The Jimi Hendrix Experience play at Red Rocks, Colorado, USA, supported by Vanilla Fudge, Eire Apparent, and Soft Machine.

Full article:

Jimi Hendrix : I had a lot of fun at that Denver, Colorado, place. We played out there at Red Rocks. That was groovy. That was nice, 'cause people are on top of you there, or at least they can hear something. That's where it should be, natural-theatre type things.

John W. Shipman (fan) : Red Rocks is a fabulous place for concerts. The stage backdrop is a vertical cliff face, and the outdoor seating fits in a beautiful natural amphitheatre flanked by more cliffs. We arrived in late afternoon and somehow found a guy who was selling four tickets at cost.

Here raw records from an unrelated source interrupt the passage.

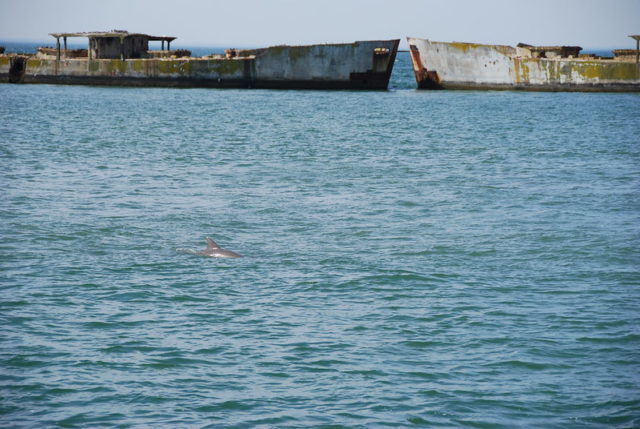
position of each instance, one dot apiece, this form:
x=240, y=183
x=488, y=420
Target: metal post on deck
x=636, y=37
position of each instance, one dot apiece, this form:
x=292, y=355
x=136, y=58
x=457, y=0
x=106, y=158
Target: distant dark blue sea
x=411, y=258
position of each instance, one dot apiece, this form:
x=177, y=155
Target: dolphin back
x=212, y=244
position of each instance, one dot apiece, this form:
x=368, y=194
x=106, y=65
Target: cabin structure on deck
x=114, y=44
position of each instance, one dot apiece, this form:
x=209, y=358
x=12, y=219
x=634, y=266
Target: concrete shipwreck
x=455, y=65
x=121, y=58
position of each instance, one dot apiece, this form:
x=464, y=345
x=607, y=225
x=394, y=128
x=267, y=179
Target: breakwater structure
x=118, y=57
x=455, y=65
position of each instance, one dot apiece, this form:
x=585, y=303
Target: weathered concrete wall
x=322, y=62
x=142, y=72
x=468, y=65
x=360, y=65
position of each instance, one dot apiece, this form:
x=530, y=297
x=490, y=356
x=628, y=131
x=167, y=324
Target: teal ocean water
x=412, y=258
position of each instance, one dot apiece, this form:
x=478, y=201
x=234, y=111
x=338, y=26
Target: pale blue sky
x=588, y=23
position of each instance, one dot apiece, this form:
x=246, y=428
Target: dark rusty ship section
x=122, y=58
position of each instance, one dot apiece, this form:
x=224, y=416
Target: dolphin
x=215, y=251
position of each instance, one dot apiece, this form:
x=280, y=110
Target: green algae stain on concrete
x=465, y=47
x=227, y=67
x=611, y=71
x=172, y=67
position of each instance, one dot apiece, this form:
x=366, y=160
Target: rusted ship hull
x=359, y=65
x=443, y=65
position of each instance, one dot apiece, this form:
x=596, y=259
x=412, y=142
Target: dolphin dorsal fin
x=212, y=244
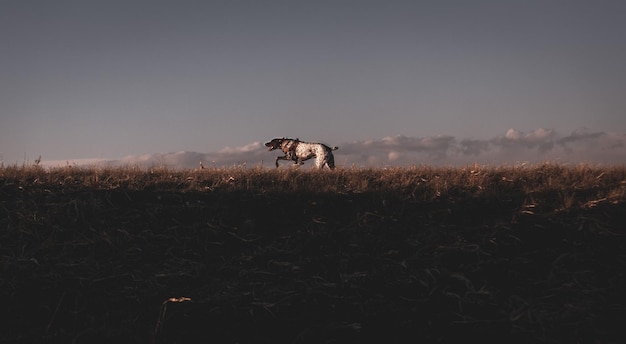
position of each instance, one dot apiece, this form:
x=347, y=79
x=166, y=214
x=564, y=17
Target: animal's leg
x=330, y=161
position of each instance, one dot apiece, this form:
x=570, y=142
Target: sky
x=389, y=82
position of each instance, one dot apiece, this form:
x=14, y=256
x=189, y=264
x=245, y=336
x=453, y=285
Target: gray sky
x=111, y=79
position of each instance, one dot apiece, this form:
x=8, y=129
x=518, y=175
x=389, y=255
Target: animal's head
x=274, y=144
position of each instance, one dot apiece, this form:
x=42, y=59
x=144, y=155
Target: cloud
x=514, y=146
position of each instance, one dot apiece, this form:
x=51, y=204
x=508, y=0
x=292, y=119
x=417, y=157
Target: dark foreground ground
x=86, y=265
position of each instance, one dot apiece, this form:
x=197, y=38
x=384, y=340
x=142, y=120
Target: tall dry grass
x=553, y=185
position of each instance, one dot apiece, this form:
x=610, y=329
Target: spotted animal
x=300, y=151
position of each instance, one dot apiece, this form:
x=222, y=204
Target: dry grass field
x=517, y=254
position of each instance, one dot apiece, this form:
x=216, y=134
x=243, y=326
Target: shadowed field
x=519, y=254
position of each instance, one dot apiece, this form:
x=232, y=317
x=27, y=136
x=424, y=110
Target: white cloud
x=514, y=146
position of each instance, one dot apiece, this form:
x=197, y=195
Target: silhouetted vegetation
x=518, y=254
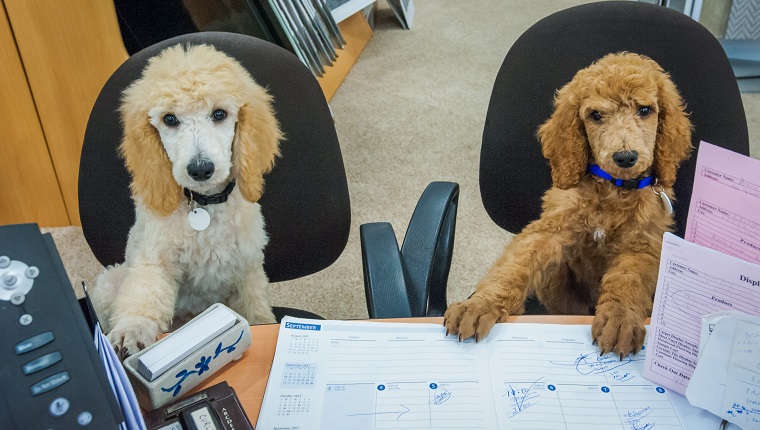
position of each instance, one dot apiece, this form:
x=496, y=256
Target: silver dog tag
x=666, y=202
x=198, y=219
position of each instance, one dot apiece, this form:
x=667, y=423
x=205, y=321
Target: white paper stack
x=183, y=342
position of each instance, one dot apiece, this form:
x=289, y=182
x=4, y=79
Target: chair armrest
x=413, y=280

Tim Bogert (Vanilla Fudge) : Mitch and Noel didn't like to do the soundchecks. Carmine and I did. We did hundreds of soundchecks with Jimi, literally. The best one would have been at Red Rocks. I walked into the dressing room and Jimi had some things there which we did, and we all went out on stage and we played for quite some time. It was incredible. I got to play through 11 Sunn cabinets that Noel had set up at the time. It was one of the loudest things I'd ever heard. I thought it was bitchin'.

John W. Shipman : I've never experienced music this intense anywhere else. It was hard just to track it, just to try to hear everything that was going on in the storm of music that came out of the big stacks of Marshall amps. Jimi didn't use a lot of special effects, just a wah-wah pedal - and a lot of feedback.

There were some technical problems with the show. Jimi started out with about nine Marshall amplifiers, and he destroyed at least three of them, although the roadies managed to rescuscitate one of them. Right at the beginning of Purple Haze, he broke his high string, but he didn't stop. With his knowledge of barre chords, all he had to do was move up the neck a bit; the song sounded just fine to me. At the end of the song, he asked for a roadie to bring out his spare guitar, then started changing the string. By the time the roadie brought the spare out, he not only had the string replaced but had it in tune as well. This is tricky on a Stratocaster, because the tremolo bar has a big spring in it so that when you tighten one string you loosen all the other ones.

At the end of the set he used his guitar to smash one of the amps.

Eric Barrett (roadie) : If a string would bust, I'd run out with another guitar,and we would change that in fractions of seconds. I would hold it up, he would take it off his neck, and he would play this enormous chord. All of a sudden, I would pull out one jack and go right in with another, and his hands would change down onto the same chord he was on. People very rarely heard a slump.